First there was Rory McIlroy, trying to complete the career Grand Slam on the game's grandest stage. But Rory, paired with Reed on Sunday and feeling the weight of joining golf's most exclusive club, quickly lost the putting magic he'd so dramatically found at Bay Hill and which he had appeared to solidify in the first three rounds. The soon-to-be 29-year-old's quest for what is becoming the most consequential green jacket in history continues.
Then came Jordan Spieth, who, despite taking the first-round lead, began Sunday nine strokes behind Reed. He uncannily regained his golden Masters touch, methodically piling up birdies until he was on the brink of the greatest final round in major championship history. When Spieth birdied the 16th with an impossibly long putt, just as he'd done late at Chambers Bay and St. Andrews, he was tied with Reed and one more birdie away from a round of 62. But unlike Birkdale last year, it didn't happen.

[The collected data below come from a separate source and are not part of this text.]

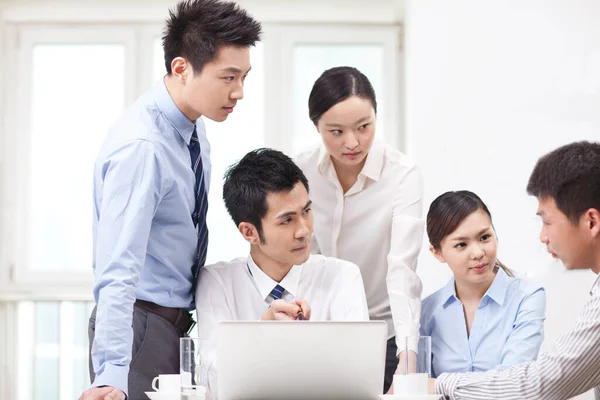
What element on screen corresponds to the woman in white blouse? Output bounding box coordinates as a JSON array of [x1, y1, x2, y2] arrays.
[[294, 66, 425, 392]]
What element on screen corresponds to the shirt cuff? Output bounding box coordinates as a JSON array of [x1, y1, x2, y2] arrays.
[[91, 363, 129, 398], [394, 326, 420, 355], [436, 373, 461, 400]]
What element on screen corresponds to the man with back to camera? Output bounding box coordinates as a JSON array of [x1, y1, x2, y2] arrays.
[[79, 1, 262, 399], [431, 141, 600, 399]]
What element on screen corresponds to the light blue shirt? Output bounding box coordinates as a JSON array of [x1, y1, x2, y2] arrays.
[[420, 267, 546, 378], [91, 79, 211, 395]]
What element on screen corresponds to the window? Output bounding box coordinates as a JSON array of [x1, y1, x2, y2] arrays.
[[152, 40, 266, 264], [8, 27, 136, 286], [263, 25, 402, 155], [201, 43, 267, 264], [3, 26, 136, 400], [291, 43, 386, 153], [29, 44, 125, 274], [17, 301, 95, 400]]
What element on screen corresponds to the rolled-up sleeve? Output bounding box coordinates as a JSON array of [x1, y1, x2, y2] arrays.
[[91, 140, 171, 395], [386, 165, 425, 350]]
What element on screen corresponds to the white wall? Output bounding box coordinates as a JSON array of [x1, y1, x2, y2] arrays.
[[406, 1, 600, 398]]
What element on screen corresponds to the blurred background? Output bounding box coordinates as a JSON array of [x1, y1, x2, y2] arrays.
[[0, 0, 598, 398]]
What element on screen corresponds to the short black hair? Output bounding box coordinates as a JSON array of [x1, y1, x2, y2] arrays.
[[223, 148, 310, 242], [308, 66, 377, 124], [527, 141, 600, 223], [162, 0, 262, 74]]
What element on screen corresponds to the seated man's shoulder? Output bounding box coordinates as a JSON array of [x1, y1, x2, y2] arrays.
[[201, 257, 247, 279], [195, 258, 248, 304]]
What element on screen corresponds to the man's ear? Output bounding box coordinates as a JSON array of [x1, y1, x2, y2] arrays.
[[429, 244, 446, 263], [238, 222, 261, 245], [170, 57, 191, 83], [583, 208, 600, 238]]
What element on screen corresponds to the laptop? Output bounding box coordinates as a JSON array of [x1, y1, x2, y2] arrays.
[[216, 320, 387, 400]]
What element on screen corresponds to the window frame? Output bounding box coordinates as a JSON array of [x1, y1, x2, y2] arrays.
[[263, 23, 403, 154], [2, 25, 140, 293]]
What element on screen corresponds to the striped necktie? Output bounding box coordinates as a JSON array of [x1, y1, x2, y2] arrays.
[[270, 284, 285, 300], [189, 127, 209, 283]]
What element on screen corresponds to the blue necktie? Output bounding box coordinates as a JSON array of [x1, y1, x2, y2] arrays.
[[189, 127, 209, 282], [270, 284, 285, 300]]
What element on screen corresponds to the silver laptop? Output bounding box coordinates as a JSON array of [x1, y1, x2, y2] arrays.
[[217, 320, 387, 400]]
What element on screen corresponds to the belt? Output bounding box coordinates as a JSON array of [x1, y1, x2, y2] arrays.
[[134, 299, 196, 334]]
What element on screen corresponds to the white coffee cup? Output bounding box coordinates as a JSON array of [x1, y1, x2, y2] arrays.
[[393, 372, 429, 396], [151, 374, 181, 393]]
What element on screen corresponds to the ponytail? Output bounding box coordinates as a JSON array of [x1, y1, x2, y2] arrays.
[[496, 259, 514, 277]]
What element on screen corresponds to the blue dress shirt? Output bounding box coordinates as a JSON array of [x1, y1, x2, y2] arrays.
[[91, 79, 211, 394], [420, 267, 546, 378]]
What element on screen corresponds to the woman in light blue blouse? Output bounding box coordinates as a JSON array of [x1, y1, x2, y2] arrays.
[[420, 190, 546, 378]]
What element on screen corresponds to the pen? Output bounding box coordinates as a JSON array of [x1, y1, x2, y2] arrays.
[[297, 304, 304, 320]]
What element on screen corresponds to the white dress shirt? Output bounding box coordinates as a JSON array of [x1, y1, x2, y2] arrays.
[[294, 140, 425, 349], [195, 253, 370, 396], [436, 275, 600, 400]]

Finally, there was Rickie Fowler, the game's most fan-friendly figure who is also the best player who hasn't won a major. Fowler showed a new degree of competitive poise and gave his best major performance ever, finishing with a brave and confidence-building birdie on the 72nd hole that left Reed no out.

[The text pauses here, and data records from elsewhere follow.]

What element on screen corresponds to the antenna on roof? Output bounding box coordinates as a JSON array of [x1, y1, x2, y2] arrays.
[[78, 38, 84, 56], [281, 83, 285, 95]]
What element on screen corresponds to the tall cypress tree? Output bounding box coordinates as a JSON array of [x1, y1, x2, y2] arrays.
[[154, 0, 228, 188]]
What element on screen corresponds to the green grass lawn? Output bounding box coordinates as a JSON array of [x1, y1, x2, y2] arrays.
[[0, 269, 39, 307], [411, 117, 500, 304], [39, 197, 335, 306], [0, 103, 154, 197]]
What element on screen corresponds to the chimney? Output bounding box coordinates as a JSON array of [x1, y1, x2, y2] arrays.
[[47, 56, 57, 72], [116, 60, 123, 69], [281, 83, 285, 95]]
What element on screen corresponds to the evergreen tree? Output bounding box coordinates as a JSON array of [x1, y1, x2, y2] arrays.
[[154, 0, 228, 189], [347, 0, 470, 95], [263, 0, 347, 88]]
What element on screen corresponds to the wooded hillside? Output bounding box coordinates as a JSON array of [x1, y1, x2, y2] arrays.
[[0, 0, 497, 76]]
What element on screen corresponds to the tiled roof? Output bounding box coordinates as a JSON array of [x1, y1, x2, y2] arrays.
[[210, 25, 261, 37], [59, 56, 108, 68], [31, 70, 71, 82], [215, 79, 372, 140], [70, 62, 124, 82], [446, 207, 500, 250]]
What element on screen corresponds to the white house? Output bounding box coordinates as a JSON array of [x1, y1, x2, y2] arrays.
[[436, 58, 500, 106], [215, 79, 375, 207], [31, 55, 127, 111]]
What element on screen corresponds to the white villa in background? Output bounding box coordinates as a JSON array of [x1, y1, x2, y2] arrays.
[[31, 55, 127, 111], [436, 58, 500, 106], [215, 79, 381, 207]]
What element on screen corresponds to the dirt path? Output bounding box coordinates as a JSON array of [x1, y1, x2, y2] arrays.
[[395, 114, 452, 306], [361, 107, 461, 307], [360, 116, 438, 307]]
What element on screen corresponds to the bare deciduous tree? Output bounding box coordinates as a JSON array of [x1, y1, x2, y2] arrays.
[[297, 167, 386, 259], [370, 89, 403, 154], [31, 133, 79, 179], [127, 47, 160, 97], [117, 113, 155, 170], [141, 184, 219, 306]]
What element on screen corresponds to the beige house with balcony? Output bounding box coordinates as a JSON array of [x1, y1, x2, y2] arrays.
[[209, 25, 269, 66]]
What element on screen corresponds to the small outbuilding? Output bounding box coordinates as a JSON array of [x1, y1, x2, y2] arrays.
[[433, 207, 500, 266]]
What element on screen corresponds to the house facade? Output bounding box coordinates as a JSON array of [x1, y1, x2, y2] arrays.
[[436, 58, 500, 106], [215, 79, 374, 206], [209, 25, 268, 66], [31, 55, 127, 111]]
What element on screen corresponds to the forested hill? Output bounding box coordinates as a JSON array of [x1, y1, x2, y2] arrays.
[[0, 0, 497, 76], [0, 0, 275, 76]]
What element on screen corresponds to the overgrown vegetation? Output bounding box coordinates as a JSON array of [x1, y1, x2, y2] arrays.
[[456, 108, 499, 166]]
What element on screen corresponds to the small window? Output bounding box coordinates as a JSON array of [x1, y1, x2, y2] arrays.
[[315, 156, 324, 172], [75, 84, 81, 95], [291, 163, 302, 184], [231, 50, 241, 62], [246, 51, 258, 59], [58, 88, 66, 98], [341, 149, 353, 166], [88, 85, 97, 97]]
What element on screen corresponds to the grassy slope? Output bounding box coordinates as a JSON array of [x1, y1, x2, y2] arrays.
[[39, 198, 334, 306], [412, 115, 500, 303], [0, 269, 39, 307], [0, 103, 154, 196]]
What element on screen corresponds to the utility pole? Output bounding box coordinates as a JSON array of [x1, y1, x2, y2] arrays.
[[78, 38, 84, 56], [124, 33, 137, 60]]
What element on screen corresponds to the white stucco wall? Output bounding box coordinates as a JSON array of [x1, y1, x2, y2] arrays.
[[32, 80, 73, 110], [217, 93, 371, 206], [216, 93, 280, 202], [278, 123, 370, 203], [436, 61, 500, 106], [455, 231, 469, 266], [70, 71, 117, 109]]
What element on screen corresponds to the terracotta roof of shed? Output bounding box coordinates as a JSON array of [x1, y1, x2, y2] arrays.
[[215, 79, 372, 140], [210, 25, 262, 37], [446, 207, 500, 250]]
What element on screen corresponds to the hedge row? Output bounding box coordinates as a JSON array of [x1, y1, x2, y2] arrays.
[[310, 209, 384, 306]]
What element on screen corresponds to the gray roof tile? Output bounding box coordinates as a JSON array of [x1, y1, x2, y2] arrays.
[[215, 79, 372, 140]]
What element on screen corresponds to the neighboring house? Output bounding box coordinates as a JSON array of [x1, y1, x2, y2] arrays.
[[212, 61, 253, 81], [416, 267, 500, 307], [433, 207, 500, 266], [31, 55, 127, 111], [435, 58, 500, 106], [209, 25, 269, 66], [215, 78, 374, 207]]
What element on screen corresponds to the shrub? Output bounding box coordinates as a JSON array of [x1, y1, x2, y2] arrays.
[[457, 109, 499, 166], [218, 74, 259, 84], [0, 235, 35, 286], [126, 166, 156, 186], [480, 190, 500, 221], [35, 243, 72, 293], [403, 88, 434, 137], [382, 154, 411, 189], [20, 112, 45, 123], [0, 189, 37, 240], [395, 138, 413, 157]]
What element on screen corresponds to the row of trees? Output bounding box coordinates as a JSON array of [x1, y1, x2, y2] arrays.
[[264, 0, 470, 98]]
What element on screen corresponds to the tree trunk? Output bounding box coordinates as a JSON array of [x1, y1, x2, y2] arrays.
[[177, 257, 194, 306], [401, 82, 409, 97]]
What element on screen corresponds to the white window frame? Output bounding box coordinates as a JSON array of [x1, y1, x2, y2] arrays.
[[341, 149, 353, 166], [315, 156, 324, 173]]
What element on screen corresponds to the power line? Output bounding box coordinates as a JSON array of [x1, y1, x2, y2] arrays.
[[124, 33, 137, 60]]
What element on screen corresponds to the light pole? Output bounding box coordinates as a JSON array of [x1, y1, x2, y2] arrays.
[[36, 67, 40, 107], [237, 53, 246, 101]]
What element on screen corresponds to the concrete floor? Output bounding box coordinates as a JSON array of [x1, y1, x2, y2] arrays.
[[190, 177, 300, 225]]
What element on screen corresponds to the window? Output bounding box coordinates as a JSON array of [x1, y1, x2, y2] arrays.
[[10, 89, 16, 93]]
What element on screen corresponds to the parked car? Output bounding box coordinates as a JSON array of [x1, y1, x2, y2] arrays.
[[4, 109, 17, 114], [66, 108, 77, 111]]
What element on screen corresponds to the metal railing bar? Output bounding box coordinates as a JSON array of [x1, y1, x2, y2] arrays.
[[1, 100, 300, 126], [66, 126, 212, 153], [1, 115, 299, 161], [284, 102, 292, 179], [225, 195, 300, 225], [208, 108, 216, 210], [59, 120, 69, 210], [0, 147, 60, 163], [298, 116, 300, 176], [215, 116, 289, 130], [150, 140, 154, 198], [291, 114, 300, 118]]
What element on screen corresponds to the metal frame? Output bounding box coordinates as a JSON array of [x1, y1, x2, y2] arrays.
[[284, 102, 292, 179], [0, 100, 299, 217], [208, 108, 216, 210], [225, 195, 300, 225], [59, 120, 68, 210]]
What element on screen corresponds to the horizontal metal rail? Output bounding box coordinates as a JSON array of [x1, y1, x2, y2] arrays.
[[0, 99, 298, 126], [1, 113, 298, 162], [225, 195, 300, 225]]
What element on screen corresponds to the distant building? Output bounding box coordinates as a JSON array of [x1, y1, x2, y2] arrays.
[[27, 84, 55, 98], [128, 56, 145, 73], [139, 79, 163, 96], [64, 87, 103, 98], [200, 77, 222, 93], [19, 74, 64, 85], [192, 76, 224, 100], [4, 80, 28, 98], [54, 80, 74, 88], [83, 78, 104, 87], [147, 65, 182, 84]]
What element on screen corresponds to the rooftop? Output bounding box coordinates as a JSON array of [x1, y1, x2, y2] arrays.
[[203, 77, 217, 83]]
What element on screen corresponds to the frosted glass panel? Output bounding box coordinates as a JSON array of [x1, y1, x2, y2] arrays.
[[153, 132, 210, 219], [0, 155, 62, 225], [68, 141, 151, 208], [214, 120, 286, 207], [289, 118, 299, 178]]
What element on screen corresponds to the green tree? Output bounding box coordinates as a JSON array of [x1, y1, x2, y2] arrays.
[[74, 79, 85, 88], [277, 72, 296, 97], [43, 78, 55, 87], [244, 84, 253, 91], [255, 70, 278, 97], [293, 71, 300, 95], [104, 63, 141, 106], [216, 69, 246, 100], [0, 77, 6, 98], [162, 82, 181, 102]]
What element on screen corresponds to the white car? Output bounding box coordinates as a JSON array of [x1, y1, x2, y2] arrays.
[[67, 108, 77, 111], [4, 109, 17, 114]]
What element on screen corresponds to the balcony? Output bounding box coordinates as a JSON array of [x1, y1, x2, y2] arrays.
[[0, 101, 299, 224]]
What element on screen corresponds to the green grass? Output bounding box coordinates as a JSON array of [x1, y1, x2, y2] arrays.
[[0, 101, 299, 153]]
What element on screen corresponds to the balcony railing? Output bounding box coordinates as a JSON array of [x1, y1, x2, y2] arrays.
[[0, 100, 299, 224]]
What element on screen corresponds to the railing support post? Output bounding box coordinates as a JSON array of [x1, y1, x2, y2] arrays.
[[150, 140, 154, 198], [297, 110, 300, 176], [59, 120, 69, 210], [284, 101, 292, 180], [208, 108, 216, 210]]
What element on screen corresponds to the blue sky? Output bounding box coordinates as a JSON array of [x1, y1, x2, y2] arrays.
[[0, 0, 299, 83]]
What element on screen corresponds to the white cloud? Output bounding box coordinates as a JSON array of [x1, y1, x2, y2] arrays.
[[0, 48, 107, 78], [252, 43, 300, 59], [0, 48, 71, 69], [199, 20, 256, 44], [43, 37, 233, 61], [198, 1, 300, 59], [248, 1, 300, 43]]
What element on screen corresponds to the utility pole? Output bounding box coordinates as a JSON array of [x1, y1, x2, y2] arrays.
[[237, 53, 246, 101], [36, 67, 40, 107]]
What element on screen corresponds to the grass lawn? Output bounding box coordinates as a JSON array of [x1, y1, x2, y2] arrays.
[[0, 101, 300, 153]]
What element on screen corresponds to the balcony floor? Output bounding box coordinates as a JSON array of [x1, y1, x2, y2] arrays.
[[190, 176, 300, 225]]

Not that the new champion ever looks for one. He is nobody's darling, but the jaunty Reed thrives on challenge and possesses a brawler's knack for extracting psychological advantage from the underdog position. He had founded his lead on two brilliant back-nine eagles on Saturday, and when it looked like he might finally lose it late on Sunday, he processed the roars for Spieth and Fowler, made two unlikely birdies on the 12th and 14th, and hung tough.
"I knew it was going to be a dogfight," Reed said. "It's just a way of God basically saying, 'Let's see if you have it.'"
Reed does. Ultimately, regardless of a player's personality, it's the quality that's most respected, and produces it's own brand of charisma.
Will it also garner affection? It turns out Reed already receives the grudging kind. As Spieth, his regular Ryder Cup partner, said, "Everybody really likes battling Patrick, because he loves it so much."
Sounds like Reed, who definitely satisfied history as Masters champion, has at least a puncher's chance of being a crowd pleaser, too.